The administration of an enzyme solution intended to substitute an absent or dysfunctional enzyme is considered enzyme replacement therapy (ERT). This type of therapy has been approved to treat various lysosomal storage diseases, including LAL-D. The primary ERT treatment for patients with LAL-D involves the use of recombinant human LAL. There is a risk for life-threatening and severe allergic reactions to the infusion of the therapy.1-3

1.   Reiner Z, Guardamagna O, and Nair D, et al. Lysosomal acid lipase deficiency--an under-recognized cause of dyslipidaemia and liver dysfunction. Atherosclerosis. 2014;235(1):21-30.
2.   Burton BK, Balwani M, and Feillet F, et al. A Phase 3 Trial of Sebelipase Alfa
in Lysosomal Acid Lipase Deficiency. N Engl J Med. 2015;373(11):1010-1020.

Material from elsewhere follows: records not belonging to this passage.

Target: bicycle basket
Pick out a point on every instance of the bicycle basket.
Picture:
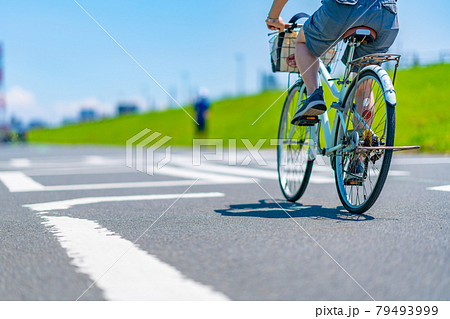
(282, 54)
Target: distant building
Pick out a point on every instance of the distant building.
(87, 115)
(127, 108)
(268, 82)
(36, 124)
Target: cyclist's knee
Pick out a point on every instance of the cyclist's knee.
(300, 37)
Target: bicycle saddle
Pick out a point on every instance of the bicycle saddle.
(361, 34)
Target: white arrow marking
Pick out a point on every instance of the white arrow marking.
(19, 182)
(120, 268)
(445, 188)
(66, 204)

3.   Bernstein DL, Hülkova H, and Bialer MG, et al. Cholesteryl ester storage disease: review of the findings in 135 reported patients with an underdiagnosed disease. J Hepatol. 2013;58(6):1230-1243.
4.   Grundy SM, Brewer HB Jr, and Cleeman JI, et al. Definition of metabolic syndrome: Report of the National Heart, Lung, and Blood Institute/American Heart Association conference on scientific issues related to definition. Circulation. 2004;109(3):433-438.
5.   Aguilar M, Bhuket T, and Torres S, et al. Prevalence of the metabolic syndrome in the United States, 2003-2012. JAMA. 2015;313(19):1973-1974.
6.   Rader DJ. Lysosomal Acid Lipase Deficiency--A New Therapy for a Genetic Lipid Disease. N Engl J Med. 2015;373(11):1071-1073.
7.   Keefe Emmet.  Hepatitis A and B Superimposed on Chronic Liver Disease: Vaccine-Preventable Diseases. Trans Am Clin Climatol Assoc.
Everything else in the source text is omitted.